I also had to go in to the enclosure with the Bactrian camels in order to separate out the one we needed to work with. I wasn’t comfortable with this at all, but had little choice in the matter. Once again there were three of us that went in together. Vusi and Bheki had worked with these animals for many years and knew what to watch out for. I decided to keep them between me and the animals, and call out instructions on what to do. In this instance we were trying to get certain of the camels to accept a head halter.
As is normal at a zoo, there are always visitors spending their free time enjoying the sights and unusual animals. Or should that be animals and unusual sights? What happened was this……
Vusi and Bheki were closing in on our selected camel (with me neatly tucked in behind) and trying to entice her to accept the head halter. A party of school children wandered down the road, and the teachers decided that the situation looked decidedly promising, instructed the children to stop outside the enclosure to watch our performance. Now these camels were separated from the public with a split pole fence. There were eleven camels in the enclosure. Our session was going very well, with Bheki having persuaded our camel to have the halter placed on her head (which she had to lower to man height) and being duly rewarded (clicked and treated) by Vusi. Training any large animal is generally a team effort. I was right there with them – well OK – behind them, when one of the male camels decided he didn’t like us on his turf. So he spat and charged. (Ever seen a camel spit? It’s disgusting. Very frothy and bright green. And it stinks.) There was no choice for us – we had to run for it.

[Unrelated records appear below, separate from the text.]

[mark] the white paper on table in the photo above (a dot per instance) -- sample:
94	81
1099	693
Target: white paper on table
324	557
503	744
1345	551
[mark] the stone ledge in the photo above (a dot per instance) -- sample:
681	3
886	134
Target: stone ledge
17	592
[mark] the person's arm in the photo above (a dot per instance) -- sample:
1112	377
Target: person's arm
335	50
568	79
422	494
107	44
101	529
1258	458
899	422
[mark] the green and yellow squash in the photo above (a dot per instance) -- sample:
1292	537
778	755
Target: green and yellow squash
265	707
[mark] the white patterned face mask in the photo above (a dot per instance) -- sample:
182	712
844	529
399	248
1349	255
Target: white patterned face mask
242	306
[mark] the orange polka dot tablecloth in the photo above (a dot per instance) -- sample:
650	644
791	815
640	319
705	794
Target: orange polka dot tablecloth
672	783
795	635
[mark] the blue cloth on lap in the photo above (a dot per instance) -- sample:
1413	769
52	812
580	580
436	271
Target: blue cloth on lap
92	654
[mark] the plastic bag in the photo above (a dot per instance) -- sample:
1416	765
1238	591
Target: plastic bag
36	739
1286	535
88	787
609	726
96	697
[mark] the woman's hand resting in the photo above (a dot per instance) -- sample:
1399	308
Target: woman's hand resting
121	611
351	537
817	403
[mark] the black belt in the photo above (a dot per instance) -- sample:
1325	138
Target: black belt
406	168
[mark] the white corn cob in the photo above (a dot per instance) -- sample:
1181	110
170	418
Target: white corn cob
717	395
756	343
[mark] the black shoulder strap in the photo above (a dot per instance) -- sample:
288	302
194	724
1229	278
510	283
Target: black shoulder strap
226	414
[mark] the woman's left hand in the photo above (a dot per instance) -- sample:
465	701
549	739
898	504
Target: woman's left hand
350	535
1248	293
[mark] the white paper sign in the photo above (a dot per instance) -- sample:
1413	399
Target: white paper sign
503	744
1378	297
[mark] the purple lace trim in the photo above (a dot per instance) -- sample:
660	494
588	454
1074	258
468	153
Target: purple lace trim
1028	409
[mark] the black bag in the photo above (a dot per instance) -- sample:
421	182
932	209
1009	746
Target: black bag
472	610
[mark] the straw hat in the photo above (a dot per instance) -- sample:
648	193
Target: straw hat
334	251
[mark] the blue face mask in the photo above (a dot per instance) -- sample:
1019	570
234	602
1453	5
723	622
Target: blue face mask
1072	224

As Vusi and Bheki are both considerably younger and fitter than I, they soon outdistanced me (afterwards they told me that they knew I preferred to be behind them, so considerately moved in front of me during our flight). They reached the split pole fence and with skill born of long practice, dived between the slats and landed up back on their feet amongst the children. I took note of their technique as with a final burst of speed I made it to the fence. With gay abandon I hurled myself between the slats (there’s nothing like being chased by a camel to give you a bit of speed). Unfortunately I hadn’t thought to practise this exercise. My top half shot through the gap, my middle connected with the horizontal bar and my legs cannoned out underneath the slat. I ended up in a crumpled heap on top of half a dozen amazed children. The teachers very kindly gathered their charges and moved them off to see the cheetahs – their giggles changing to roars of laughter as they moved down the road. I do hope they remember some of the animals they were taken to look at that day, and not just the sight of me trying to bisect myself on a split pole fence.